Stop anti-gay group from entering Canada: Vancouver NDP MP
Last Updated: Wednesday, November 19, 2008 | 10:27 AM PT
CBC News
The leader of the Westboro Baptist Church Fred Phelps protests in Lynchburg, Va., Oct. 23, 1999. (Doug Koontz/Associated Press)Canada's public safety minister needs to stop a notorious American anti-gay group from entering the country, according to Vancouver East MP Libby Davies of the NDP.
The Westboro Baptist Church is planning to come to Vancouver next week to protest the performance of the Laramie Project at Havana Theatre on Commercial Drive.
The play is about the death of Matthew Shepard, a young man who was beaten to death in Wyoming in 1998 for being gay.
Davies wants Public Safety Minister Peter Van Loan to make sure border officials block the group, because she says their anti-gay message breaks Canadian law.
"In Canada, it's against the law to incite hatred against gays and lesbians or any other identifiable group," Davies told CBC Radio on Wednesday morning.
"That is what this issue is about, and that's what we're going to stay focused on. We expected the Canada Border services to carry out that job in terms of upholding Canadian law and protecting the rights of Canadians."
Previously blocked at border
The Westboro Church members gained notoriety in 1998 when they were featured on CNN for picketing Shepard's funeral.
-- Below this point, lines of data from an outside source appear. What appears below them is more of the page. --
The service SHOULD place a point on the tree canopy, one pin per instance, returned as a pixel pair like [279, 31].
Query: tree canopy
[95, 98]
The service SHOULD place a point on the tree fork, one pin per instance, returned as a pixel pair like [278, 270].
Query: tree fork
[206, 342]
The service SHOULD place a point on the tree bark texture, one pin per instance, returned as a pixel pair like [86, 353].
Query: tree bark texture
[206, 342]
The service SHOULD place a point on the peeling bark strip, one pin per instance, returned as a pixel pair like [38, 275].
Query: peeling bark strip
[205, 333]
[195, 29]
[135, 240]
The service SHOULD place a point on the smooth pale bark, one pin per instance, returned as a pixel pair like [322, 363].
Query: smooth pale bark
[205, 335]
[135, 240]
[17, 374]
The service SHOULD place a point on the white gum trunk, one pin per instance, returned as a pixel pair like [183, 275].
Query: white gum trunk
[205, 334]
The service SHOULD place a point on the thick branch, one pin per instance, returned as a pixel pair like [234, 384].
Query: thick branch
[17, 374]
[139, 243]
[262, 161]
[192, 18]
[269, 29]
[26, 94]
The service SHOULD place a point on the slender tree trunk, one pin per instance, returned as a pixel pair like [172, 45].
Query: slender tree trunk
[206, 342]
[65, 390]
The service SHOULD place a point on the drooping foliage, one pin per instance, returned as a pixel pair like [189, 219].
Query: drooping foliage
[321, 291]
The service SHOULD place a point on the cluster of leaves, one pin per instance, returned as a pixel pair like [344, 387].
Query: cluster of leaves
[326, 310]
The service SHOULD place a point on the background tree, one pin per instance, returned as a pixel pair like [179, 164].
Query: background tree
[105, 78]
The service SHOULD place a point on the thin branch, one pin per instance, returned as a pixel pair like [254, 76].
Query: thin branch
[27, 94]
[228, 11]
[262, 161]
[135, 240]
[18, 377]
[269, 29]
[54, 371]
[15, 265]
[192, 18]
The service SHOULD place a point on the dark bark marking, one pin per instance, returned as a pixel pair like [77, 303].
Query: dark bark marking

In the United States the group is known for travelling widely to picket gay pride parades and the funerals of soldiers killed in the war in Iraq.
In August, they made headlines in Canada for planning to protest the funeral of Tim McLean, who was beheaded on a Greyhound bus on July 30, claiming his slaying was God's response to Canadian policies enabling abortion, homosexuality and divorce and remarriage.
Some members of the group did manage to slip in to Canada in August, despite orders by then public safety minister Stockwell Day not to allow them to cross the border. But the planned protest never happened.
The church members are planning their protest in Vancouver for Friday, Nov. 28. A corresponding anti-hate rally is planned for the same day at 5 p.m. in front of the Havana Theatre.